Mike Nesmith gets the other shining star "Me and Magdalena." This song sounds like it could have been pulled from 1968's The Birds The Bees The Monkees. It has that quirkiness that was found in a lot of Mike's later offerings for The Monkees. Micky's harmony vocals enhance the beauty of the album. He gets another stellar song on the Gallagher/Weller penned "Birth of An Accidental Hipster". Mike makes the songs his own which makes them all the better.
The bittersweet thing about this album is the inclusion of "Love To Love" a song featuring vocals by Davy Jones. This Neil Diamond penned tune features one of Davy's most hauntingly beautiful vocals. Its hard to believe that this song has only appeared on compilations prior to this album.

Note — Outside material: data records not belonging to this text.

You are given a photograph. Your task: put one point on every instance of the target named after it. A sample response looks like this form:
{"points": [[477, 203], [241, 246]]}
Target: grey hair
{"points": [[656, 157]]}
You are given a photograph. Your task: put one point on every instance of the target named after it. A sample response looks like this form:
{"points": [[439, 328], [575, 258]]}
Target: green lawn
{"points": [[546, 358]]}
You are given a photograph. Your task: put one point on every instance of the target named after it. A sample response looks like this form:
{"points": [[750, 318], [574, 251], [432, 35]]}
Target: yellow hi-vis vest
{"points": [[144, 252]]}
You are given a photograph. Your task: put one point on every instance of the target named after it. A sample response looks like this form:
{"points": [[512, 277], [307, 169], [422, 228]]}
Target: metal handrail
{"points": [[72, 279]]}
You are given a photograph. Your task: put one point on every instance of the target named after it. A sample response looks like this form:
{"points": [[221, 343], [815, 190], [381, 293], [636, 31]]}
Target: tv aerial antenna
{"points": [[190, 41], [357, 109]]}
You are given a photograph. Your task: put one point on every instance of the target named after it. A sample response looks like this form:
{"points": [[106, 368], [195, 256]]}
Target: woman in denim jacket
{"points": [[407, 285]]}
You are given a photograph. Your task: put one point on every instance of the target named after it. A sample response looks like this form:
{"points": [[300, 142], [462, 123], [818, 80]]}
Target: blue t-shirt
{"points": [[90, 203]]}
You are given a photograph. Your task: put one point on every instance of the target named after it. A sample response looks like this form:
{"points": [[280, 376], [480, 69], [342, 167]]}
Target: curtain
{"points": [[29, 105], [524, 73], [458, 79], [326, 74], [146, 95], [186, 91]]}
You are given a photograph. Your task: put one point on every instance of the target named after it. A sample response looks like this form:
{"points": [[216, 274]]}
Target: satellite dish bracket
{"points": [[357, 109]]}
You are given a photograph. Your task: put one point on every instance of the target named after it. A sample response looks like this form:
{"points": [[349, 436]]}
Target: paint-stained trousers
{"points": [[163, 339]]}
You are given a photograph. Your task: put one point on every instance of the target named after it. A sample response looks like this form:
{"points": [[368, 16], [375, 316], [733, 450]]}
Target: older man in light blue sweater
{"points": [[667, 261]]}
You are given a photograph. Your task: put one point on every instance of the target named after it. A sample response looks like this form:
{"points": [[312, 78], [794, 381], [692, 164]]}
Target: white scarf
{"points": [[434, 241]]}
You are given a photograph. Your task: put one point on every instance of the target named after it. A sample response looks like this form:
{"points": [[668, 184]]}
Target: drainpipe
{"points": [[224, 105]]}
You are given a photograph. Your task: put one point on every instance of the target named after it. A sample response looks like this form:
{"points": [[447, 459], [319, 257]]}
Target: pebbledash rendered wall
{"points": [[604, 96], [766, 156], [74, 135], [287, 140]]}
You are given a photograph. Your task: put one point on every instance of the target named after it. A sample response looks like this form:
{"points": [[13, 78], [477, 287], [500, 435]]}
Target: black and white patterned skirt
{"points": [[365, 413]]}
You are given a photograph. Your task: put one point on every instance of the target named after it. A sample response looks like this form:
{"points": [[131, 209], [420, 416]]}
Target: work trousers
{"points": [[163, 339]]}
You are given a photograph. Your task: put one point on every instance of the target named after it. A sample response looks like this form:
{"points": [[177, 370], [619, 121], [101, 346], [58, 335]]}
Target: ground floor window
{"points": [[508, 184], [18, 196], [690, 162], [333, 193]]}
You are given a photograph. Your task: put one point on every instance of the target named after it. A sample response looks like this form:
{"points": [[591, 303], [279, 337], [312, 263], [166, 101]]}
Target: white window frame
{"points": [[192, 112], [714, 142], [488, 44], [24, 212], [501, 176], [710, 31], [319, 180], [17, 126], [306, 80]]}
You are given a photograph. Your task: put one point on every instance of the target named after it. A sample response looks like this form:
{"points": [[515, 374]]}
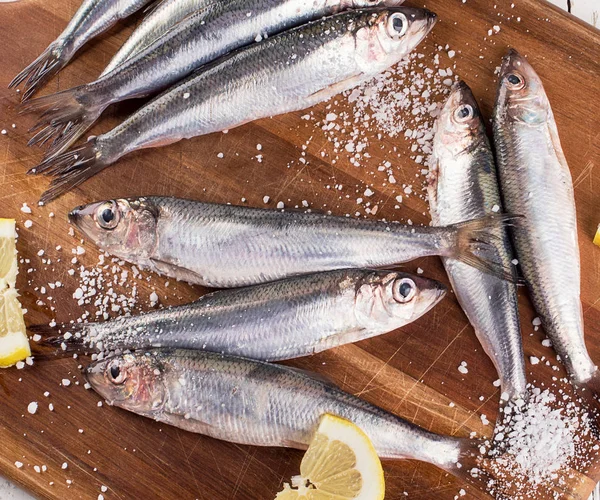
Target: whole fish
{"points": [[207, 34], [288, 72], [92, 18], [463, 185], [251, 402], [536, 182], [164, 16], [282, 320], [227, 246]]}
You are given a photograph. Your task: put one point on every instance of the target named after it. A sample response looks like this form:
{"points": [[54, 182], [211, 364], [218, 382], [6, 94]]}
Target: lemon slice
{"points": [[14, 345], [340, 464], [8, 252]]}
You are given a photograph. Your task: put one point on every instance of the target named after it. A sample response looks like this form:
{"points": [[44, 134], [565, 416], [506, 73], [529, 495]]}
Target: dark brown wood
{"points": [[412, 372]]}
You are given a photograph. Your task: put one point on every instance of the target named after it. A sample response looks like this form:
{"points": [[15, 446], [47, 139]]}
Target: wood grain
{"points": [[412, 372]]}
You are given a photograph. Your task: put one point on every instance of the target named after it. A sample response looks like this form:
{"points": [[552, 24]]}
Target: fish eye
{"points": [[404, 290], [116, 374], [397, 25], [463, 113], [107, 215], [515, 81]]}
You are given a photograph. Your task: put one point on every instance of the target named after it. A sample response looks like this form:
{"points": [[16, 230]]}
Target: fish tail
{"points": [[50, 62], [64, 117], [54, 343], [71, 168], [474, 242]]}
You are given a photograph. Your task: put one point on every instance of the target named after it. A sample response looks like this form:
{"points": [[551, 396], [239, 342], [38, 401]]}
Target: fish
{"points": [[227, 246], [288, 72], [204, 36], [261, 404], [91, 19], [536, 182], [463, 185], [162, 17], [286, 319]]}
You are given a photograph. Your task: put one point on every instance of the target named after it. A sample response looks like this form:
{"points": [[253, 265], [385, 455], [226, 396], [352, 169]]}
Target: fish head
{"points": [[521, 95], [458, 131], [395, 299], [390, 34], [125, 228], [130, 381]]}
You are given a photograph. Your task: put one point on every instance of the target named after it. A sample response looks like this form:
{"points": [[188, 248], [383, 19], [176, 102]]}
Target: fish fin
{"points": [[336, 88], [65, 116], [474, 238], [178, 272], [71, 168], [152, 7], [50, 62]]}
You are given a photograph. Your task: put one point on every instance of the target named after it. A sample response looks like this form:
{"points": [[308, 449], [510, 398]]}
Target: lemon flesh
{"points": [[8, 254], [14, 345], [340, 464]]}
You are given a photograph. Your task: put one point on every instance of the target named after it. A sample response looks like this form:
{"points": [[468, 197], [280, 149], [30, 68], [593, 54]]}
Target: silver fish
{"points": [[92, 18], [463, 185], [282, 320], [536, 182], [204, 36], [288, 72], [163, 17], [226, 246], [261, 404]]}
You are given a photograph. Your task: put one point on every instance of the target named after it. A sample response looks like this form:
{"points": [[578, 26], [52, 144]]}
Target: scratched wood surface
{"points": [[411, 372]]}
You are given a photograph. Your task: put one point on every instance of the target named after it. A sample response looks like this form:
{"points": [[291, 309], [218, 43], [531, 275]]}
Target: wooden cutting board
{"points": [[412, 372]]}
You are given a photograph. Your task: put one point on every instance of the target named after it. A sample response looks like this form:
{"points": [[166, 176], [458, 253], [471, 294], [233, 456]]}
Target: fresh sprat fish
{"points": [[261, 404], [286, 319], [288, 72], [463, 185], [164, 16], [204, 36], [92, 18], [226, 246], [536, 182]]}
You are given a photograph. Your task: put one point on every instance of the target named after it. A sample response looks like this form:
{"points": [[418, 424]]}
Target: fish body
{"points": [[291, 71], [274, 321], [92, 18], [227, 246], [463, 185], [256, 403], [212, 31], [536, 182], [163, 17]]}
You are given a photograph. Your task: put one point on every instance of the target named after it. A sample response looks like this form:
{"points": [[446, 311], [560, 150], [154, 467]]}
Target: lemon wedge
{"points": [[8, 253], [340, 464], [14, 345]]}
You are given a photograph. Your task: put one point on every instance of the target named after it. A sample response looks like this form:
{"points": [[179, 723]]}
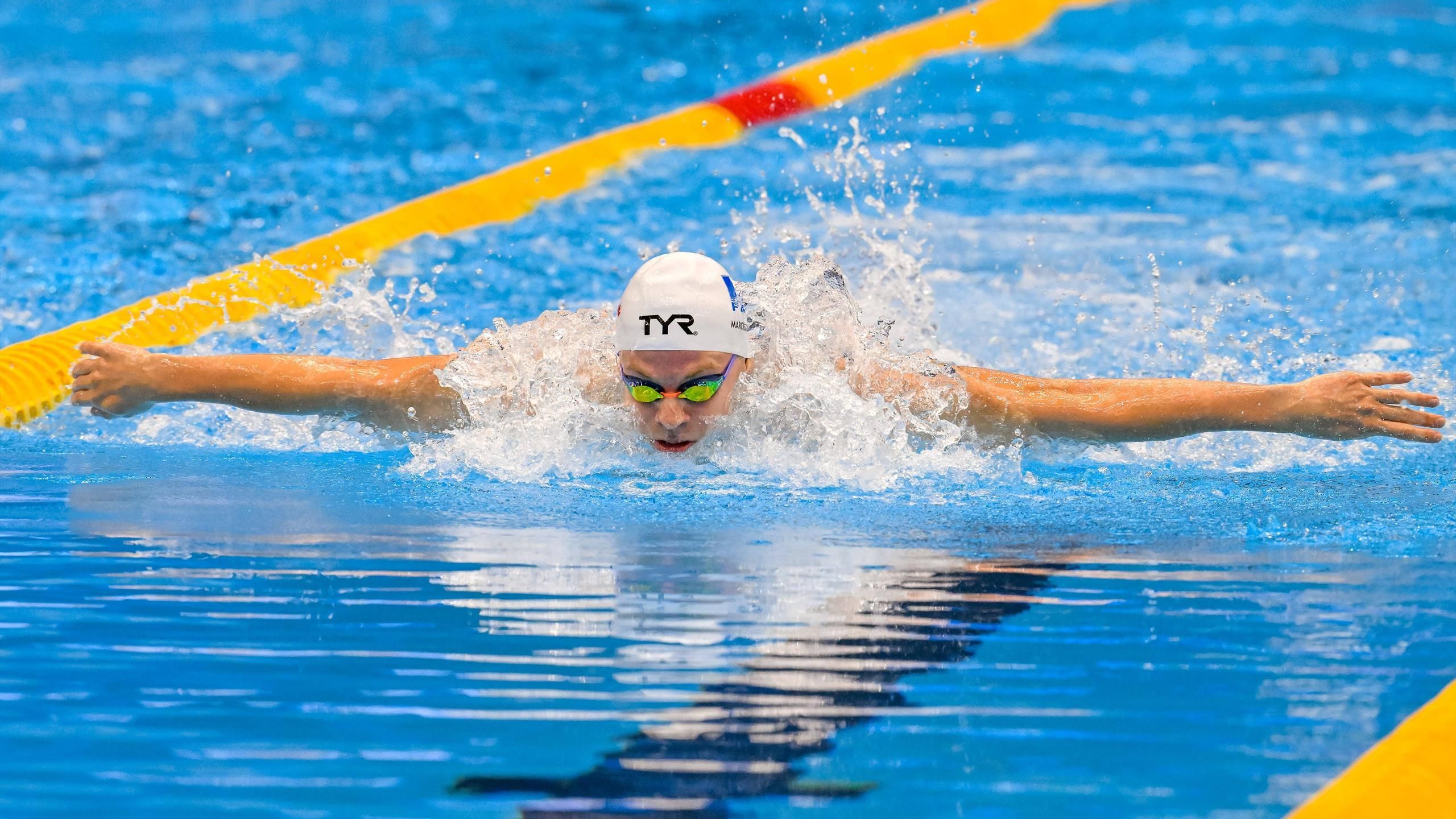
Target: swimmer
{"points": [[683, 343]]}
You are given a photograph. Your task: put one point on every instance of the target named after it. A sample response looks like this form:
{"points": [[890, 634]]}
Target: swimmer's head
{"points": [[683, 334]]}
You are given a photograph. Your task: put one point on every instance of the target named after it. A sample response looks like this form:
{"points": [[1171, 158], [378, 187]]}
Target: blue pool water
{"points": [[212, 613]]}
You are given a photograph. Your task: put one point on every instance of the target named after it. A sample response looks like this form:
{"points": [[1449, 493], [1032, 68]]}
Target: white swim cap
{"points": [[682, 302]]}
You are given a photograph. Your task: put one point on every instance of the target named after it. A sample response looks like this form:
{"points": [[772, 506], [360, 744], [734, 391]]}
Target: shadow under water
{"points": [[743, 734]]}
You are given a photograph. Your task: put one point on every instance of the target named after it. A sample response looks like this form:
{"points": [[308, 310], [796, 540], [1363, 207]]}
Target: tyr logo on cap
{"points": [[680, 320]]}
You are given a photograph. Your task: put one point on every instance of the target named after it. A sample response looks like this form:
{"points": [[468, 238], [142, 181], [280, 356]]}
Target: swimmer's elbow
{"points": [[407, 395]]}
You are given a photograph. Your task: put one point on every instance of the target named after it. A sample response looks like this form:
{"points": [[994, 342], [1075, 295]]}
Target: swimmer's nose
{"points": [[672, 414]]}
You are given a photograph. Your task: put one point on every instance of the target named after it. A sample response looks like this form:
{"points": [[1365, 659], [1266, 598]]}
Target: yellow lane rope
{"points": [[35, 374], [1410, 774]]}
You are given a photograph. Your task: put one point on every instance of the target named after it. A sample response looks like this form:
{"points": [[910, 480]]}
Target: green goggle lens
{"points": [[696, 394]]}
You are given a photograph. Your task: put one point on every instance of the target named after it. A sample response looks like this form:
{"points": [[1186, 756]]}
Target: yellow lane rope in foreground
{"points": [[35, 374], [1410, 774]]}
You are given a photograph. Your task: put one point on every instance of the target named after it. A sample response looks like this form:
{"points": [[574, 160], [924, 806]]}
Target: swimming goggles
{"points": [[696, 391]]}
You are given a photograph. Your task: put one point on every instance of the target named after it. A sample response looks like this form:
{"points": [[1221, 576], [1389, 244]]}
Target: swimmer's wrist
{"points": [[1273, 410], [164, 378]]}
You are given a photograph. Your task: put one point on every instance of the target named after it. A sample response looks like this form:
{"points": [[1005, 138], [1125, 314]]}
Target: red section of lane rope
{"points": [[765, 102]]}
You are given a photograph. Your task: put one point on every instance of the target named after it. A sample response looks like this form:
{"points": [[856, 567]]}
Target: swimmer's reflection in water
{"points": [[685, 338], [789, 700]]}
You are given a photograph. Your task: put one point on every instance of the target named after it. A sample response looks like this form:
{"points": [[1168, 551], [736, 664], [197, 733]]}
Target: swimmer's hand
{"points": [[1001, 406], [401, 394], [1359, 406], [114, 379]]}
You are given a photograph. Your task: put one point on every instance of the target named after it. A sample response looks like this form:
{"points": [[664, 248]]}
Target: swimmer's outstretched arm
{"points": [[399, 394], [1335, 406]]}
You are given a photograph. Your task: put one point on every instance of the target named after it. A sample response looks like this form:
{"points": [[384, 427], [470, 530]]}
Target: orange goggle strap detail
{"points": [[657, 394]]}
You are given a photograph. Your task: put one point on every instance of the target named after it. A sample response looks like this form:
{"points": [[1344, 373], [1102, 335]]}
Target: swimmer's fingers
{"points": [[1407, 397], [107, 349], [1413, 417], [1379, 379], [1407, 432]]}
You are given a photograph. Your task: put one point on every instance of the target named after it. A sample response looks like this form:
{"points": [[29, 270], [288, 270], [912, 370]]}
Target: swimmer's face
{"points": [[675, 424]]}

Peter contributes the folksy pop song "Little Girl." It is so good to hear Peter singing something worthy of him, which isn't something that happened during the Monkees Hey day. It is a smart sweet song, much like its singer who got cast as the band's nitwit. He also gets the stunning "Wasn't Born To Follow," a Goffin/King song that seemed to be written especially for Peter. Even at 74 Tork delivers innocence in his vocals
The album closes with "I Was There (And I'm Told I Had A Good Time)." Which is the perfect song for a band that was as big as The Beatles for a brief period in the 60s. After all, when it comes to the 60s, if you can remember it, you probably weren't there. Micky's vocals are again spot on. This man can still rock out with the best of them.
For three guys who are in their 70s, this album is solid and proof that a good voice doesn't always fade with age. Mickey Dolenz sounds as good on Good Times as he did 50 years ago.
What is interesting about Good Times! is that that first half of the album is modern sounding, or rather the Monkees sounding like the songwriters who wrote for them on this album. The result there is The Monkees like you've never heard them before. The second half of the album is like a trip back in time. Its like the Monkees never changed in the 50 years since they burst onto the scene.
Good Times! reminds all of us that you don't have be twentysomething to make great music. This is one of the best albums you'll hear all year, and it will leave a smile on your face. Hey, Hey, It's the Monkees, and we're so glad they are back!